A 40-member set in the Temple is swamped with pleas from wannabe barristers — and it won’t be the only one
Here’s a short, sharp and brutal illustration of how tough it is for wannabe barristers.
The Temple’s 5 Essex Court tweeted this image a couple of days ago. At first glance it appears to be nothing more than a rather dull shot of the type of files one would expect in any office.
However, it is in fact a picture of what must be hundreds of pupillage applications — all of which, presumably, the senior members at the chambers will be looking forward to ploughing through.

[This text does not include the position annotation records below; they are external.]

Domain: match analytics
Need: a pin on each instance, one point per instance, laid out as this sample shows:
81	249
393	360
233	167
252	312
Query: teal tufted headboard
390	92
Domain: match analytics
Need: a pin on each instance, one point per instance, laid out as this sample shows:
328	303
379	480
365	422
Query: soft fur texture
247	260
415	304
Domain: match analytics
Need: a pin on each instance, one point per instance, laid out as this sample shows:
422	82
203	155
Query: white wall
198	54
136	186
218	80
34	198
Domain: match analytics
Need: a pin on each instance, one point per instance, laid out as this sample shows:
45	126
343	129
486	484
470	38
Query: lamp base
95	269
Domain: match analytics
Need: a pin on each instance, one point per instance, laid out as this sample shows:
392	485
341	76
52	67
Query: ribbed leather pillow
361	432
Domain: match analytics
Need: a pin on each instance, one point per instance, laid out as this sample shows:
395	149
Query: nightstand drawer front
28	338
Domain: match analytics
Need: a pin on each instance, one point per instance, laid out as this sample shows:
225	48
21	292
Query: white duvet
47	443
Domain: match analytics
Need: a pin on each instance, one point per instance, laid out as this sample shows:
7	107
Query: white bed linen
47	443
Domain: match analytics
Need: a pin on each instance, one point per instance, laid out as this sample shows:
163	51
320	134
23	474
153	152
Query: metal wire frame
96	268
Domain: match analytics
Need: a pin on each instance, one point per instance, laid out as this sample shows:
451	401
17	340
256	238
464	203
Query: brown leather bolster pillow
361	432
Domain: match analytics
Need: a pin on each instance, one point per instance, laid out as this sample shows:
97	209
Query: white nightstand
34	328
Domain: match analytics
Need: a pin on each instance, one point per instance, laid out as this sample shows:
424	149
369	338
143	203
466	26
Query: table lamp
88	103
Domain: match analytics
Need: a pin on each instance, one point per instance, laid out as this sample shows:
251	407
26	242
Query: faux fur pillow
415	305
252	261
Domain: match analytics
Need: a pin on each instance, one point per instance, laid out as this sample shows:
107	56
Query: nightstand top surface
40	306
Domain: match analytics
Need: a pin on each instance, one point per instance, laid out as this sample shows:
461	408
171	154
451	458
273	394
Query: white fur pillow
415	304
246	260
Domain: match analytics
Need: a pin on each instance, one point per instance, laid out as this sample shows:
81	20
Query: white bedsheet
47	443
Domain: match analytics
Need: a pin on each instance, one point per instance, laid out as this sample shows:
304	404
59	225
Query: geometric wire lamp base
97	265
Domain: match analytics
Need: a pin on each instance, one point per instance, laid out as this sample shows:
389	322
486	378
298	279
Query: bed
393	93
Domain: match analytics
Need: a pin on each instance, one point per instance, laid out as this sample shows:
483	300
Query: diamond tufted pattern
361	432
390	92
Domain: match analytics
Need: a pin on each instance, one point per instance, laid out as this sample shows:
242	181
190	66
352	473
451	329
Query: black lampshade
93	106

To read. This is what our #pupillage applications look like. pic.twitter.com/RZJgBTzAWL
— 5 Essex Pupillages (@Pupillages) May 10, 2015
Now this is no slur on 5 Essex Court, but the chambers — which houses 40 tenants, seven of which are silks — is not exactly top of the bar’s league table of big hitters in the pupillage wars. It is a perfectly respectable and solid civil set that is indeed acknowledged to be a leader in police law cases and public enquires.
But it is not a moneybags set. However, that hasn’t prevented a flood of applications for its two annual pupillage places, for which it grants awards of £40,000 each.
However, this chambers is not likely to be alone in wading through a tsunami of pupillage applications. At the end of April, Legal Cheek reported that pupillage places across the bar in England and Wales had dipped below 400 for the first time in living memory.
Nonetheless, annual enrolment on the Bar Professional Training Course stands at around 1,700 students. Some of those will be overseas students with no intention of practising in this jurisdiction, but even so, the numbers are not stacking up.